Nun geht es mir wieder gut.
Ich habe Lösungen für meine Situation gefunden und stehe auch in Verbindung mit Priska Hellmüller.

Ich habe meine Situation hier beschrieben, weil ich hoffte, mit anderen HeilpädagogInnen in Kontakt zu treten, die eine ähnliche Situation erleben oder bereits erfolgreich bewältigt haben.
Ich würde mich freuen, wenn sich jemand melden würde.
Der Austausch mit Menschen, die am selben Thema arbeiten ist sehr wertvoll.

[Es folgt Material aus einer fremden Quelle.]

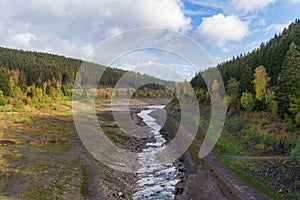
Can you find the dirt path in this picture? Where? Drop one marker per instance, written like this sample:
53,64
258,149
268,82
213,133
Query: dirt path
256,157
209,179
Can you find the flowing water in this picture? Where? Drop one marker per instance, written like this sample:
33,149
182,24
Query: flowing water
155,180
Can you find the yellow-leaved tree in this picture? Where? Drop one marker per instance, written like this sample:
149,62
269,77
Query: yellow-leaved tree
261,80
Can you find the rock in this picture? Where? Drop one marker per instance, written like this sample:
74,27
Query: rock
121,194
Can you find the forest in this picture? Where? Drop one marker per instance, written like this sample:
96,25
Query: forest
263,85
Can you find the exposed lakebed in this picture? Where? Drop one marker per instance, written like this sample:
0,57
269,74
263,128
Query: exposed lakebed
155,180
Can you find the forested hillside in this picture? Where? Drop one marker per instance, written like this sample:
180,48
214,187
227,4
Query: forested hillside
279,62
42,67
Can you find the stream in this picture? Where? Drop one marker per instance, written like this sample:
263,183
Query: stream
155,180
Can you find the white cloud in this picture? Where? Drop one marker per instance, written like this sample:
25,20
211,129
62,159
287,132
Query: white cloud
73,28
248,5
23,39
219,29
277,27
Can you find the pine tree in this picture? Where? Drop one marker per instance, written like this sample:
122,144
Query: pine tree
246,81
289,82
22,82
5,82
261,83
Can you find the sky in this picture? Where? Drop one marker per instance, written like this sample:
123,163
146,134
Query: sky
74,28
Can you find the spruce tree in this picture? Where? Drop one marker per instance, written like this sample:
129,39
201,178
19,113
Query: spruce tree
289,82
4,82
246,84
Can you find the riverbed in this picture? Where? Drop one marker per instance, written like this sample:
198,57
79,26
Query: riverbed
155,180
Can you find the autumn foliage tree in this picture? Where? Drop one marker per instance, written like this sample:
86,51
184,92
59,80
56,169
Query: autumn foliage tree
261,80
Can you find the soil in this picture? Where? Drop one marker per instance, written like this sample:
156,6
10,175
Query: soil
204,178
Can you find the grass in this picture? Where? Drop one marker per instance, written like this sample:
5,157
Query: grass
247,177
85,181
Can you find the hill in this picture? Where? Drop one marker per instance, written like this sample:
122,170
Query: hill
41,67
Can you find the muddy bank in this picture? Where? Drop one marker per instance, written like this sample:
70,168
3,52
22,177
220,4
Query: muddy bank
203,178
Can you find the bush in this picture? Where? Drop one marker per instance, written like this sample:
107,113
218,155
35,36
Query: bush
247,101
3,101
295,153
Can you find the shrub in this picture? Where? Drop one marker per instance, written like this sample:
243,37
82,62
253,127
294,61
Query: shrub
247,101
295,153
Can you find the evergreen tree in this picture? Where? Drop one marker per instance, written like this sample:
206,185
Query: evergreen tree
5,82
261,83
246,80
289,81
22,82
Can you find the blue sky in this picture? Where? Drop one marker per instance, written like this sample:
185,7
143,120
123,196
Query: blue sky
224,28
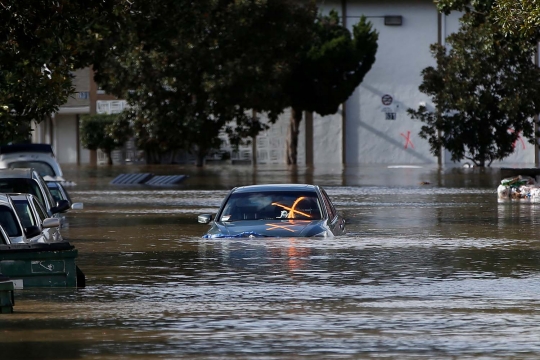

Für deine engagierte und kompetente Arbeit danke ich dir herzlich, liebe Adhei,

mit lieben Grüssen,

Malena

Liebe Malena
Sie wünschen sich Kontakt mit Heilpädagoginnen für einen Austausch unter Fachpersonen, welche in einer ähnlichen Situation wie Sie stehen. Ich möchte Sie gerne auf ein Angebot des IWB hinweisen: Das Angebot „Praxisbegleitung für Berufseinsteigende“ bietet die Möglichkeit, ca. alle 2 Monate in einer festen Gruppe Fragen aus dem Schulalltag zu reflektieren und zu klären. Zusammen können konkrete Handlungsmuster für diverse Schulsituationen erarbeitet und gegebenfalls geübt werden. Gemeinsam kann das eigene Rollenbewusstsein in dieser ersten Berufsphase reflektiert, gefestigt und weiterentwickelt werden.